We expect the majority of software engineers to rely on AI coding assistants at least once a day by 2025.
Based on my 20 years of experience as a software professional, I selected leading AI assistants and spent more than 15 hours manually evaluating 4 programs generated by each assistant:
- Top-ranked solutions in our benchmark:
- Cursor
- Amazon Q
- Gitlab
- Replit
- Others:
- Cody
- Gemini and Codeium for high performance
- Codiumate
- Github Copilot
- Tabnine for concise coding
Benchmark results
Based on our evaluation criteria, this is how leading AI coding assistants are ranked:
Figure 1: Benchmark results of the AI coding tools.
Cursor, Amazon Q, GitLab, and Replit are the leading AI coding tools of this benchmark.
If you are looking for an LLM coding benchmark, where we tested the coding skills of the leading AI models like OpenAI o1, o3-mini, and Claude Sonnet 3.7, see our article.
AI coding tools deepdive
Amazon Q Developer

While using the error fixing option, Amazon Q Developer first provides a fix to the code and then continues to index the project to improve the accuracy of fixing.
Gemini Code Assist
Gemini Code Assist states that the code may be subject to licensing and provides links to the sites where it reached the code.
Github Copilot

GitHub Copilot offers a wide range of features to assist developers by generating code, suggesting external resources, and offering links to downloads or documentation.

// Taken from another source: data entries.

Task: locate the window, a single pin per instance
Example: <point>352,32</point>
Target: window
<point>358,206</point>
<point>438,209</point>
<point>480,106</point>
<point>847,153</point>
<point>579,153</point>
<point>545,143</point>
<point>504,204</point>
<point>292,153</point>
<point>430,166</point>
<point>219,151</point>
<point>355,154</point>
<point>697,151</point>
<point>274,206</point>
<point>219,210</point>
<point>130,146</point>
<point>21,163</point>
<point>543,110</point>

If there is a known vulnerability in the generated code, GitHub Copilot may flag it to warn the user, as seen in Figure 3. However, keep in mind that it may not always flag all vulnerabilities, so it is crucial for developers to carefully review and test the code to ensure it meets security and performance standards.
To see our other benchmarks with AI coding tools, you can read the AI code editors benchmark: Cursor vs. Windsurf vs. Replit and AI website generator benchmark.
The role of natural language in AI coding
Language models for code generation are trained on vast amounts of code and natural language data to learn programming concepts and language understanding. The ability to precisely comprehend and adhere to nuanced prompts is crucial for translating product requirements into code.
AI assistants use LLMs for code generation. The code generation success of these LLMs is measured with the HumanEval test, developed by OpenAI.1 This test measures the code generation capability of these models by using 164 programming problems. You can see the success of some large language models on the HumanEval test2 in Table 1.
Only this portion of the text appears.